Making MAJOR Decisions for the Undecided

As someone who can barely decide which boba drink to order in a socially appropriate amount of time, making a decision that would impact my life and career only slightly more felt like a daunting task. After going through high school, as well as my first year and a half of college with not a single insight into what I wanted to major in, nothing sounded more fulfilling than finally answering any major-related question with an actual major. It felt like any time I responded that I was undecided, I was often met with concerned looks and statements like “Really, you don’t know by now??” or my favorite, “You can always just marry rich” (thanks, grandma).

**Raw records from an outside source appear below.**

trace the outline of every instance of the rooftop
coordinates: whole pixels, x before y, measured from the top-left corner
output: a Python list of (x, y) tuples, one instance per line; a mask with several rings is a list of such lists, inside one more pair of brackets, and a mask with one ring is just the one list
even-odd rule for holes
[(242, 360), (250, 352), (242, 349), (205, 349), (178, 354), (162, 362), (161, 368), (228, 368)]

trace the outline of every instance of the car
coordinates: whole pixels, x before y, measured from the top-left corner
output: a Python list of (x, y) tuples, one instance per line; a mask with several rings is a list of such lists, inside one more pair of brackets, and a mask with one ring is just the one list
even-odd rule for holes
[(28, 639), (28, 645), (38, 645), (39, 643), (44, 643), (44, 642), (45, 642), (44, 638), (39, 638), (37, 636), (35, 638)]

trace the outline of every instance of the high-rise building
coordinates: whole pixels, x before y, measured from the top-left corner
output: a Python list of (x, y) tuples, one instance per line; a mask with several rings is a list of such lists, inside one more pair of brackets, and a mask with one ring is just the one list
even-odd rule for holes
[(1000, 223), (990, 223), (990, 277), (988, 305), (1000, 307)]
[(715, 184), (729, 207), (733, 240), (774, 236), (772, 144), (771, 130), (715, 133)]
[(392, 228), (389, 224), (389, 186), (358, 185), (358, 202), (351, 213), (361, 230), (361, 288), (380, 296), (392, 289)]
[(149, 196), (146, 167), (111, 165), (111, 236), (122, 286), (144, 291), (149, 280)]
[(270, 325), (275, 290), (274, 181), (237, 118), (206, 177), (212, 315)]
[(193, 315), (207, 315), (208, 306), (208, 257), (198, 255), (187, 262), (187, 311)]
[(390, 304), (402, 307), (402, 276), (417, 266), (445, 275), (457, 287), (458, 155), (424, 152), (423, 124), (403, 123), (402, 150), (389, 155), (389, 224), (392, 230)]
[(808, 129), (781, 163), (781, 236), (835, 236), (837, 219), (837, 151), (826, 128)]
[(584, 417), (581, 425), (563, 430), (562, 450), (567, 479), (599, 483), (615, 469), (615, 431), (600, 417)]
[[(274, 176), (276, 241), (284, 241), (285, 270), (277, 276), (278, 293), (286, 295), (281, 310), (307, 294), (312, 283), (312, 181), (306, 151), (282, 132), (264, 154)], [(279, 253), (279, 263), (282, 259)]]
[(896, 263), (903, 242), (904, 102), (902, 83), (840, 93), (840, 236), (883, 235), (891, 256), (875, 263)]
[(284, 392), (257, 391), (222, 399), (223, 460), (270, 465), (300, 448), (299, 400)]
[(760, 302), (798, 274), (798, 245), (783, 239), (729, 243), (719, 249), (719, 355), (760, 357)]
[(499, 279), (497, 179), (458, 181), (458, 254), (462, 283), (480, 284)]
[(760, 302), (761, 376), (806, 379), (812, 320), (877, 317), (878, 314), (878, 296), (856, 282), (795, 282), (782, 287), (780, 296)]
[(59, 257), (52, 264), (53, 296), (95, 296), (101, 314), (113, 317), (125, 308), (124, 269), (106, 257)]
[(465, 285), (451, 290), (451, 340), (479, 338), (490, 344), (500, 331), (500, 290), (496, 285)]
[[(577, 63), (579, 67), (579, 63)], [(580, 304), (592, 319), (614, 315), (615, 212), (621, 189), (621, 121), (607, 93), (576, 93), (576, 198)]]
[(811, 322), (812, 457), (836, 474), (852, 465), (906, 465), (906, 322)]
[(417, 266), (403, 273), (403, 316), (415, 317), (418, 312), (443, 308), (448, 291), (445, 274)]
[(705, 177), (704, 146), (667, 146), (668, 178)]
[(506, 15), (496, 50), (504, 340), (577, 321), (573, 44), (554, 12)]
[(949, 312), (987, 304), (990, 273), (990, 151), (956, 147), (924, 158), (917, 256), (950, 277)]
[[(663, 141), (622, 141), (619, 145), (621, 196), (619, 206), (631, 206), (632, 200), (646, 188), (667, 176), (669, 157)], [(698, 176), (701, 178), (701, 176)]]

As enjoyable as it was having to constantly dodge questions pertaining to majors and potential future careers at family functions or virtually any meet-up, I wouldn’t want to change a thing. While there may be one person you know (or seemingly the whole campus) that has their future planned out to the color of the shirt they’re wearing the day after they retire and purchase a house in Florida, nothing is guaranteed. I mean, just look at the stats. According to the National Center for Education Statistics, about 80% of college students in the United States end up changing their majors at least once. In fact, it was found that on average, college students tend to change their majors at least three times. This goes to show that no one really has it all figured out, despite how convincing it may seem. 

In fact, I’d argue that going into college undecided gave me more of a chance to really explore the programs and opportunities my university offers, and even try out how each of my potential majors works for me. If you’re undecided, the number one thing I recommend is embracing it and not being scared to have the wackiest schedule if you want to explore different majors. However, if you think you’re ready to finally settle on one, read below for a couple of questions I kept in the back of my mind when I finally chose my major.

1- What classes do I have completed?

Look into the classes you have already taken, is there any that all go towards the same major? One important factor that helped me choose my major was having a fraction of the prerequisites done without knowing it. I was simply taking classes for breadths and if they sounded interesting to me, and by factoring in the courses I’ve completed, it helped reassure me that I would still be on track to graduate when I planned to.

2- Am I okay with taking a fifth or even longer year?

One potential major I was considering would not only require me to take classes in the summer, but also potentially make me stay another semester. While this did not align with my plan, if adding in another semester is not a problem and is necessary in order to switch or declare a major, why not? Even though it may seem easier to stick to a four-year plan you already have neatly laid out, if there is a major you know you’d be happier pursuing, ask yourself whether an extra semester is a feasible option. I’ve heard that the real world is way overrated anyway. 3- What classes did doing work feel the most doable/enjoyable?

I know, work and enjoyable should not be in the same sentence, but think back to any classes you found yourself not completely dreading the work in. I found that I actually looked forward to completing projects in a certain class compared to the dread I felt towards assignments in other ones. Enjoying the work you do outside of class can be a strong indicator that the material is of interest to you.

4- Anything you want to minor in or even double major?

Finding a major does not mean exclusively taking courses in that field. If you’re struggling to decide on a major because you have too many interests, remember that minoring is always an option. In fact, deciding on my minor led to me finally being able to pick a major because I finally narrowed down my options to just those two fields. While double majoring is also possible, it is only recommended if you have a really strong interest in an additional field.

5- What are you looking for most in a future career/lifestyle?

Is your main concern the paycheck? What type of work environment would you want? Do you want to work with people? Do you want to have consistent hours? These are only a few questions to consider, and it’s completely fine if you don’t know. Another thing I considered was what do I definitely not see myself doing. Thinking about things like if being in an office from morning to night sounds like a death sentence, or having to interact with people everyday sounds too frustrating, you can gradually rule out some majors.

Having trouble answering these questions? Don’t stress too much! These are just a few of the major points that helped to guide me in my decision-making, your considerations may be completely different. The main thing is not comparing yourself to others and taking the time to explore and learn about your likes, dislikes, and overall ambitions. Your major is not necessarily the ultimate deciding factor in your career or life, and the path you’re on right now may not even be remotely close to what you do in the future. So breathe and just know you got this!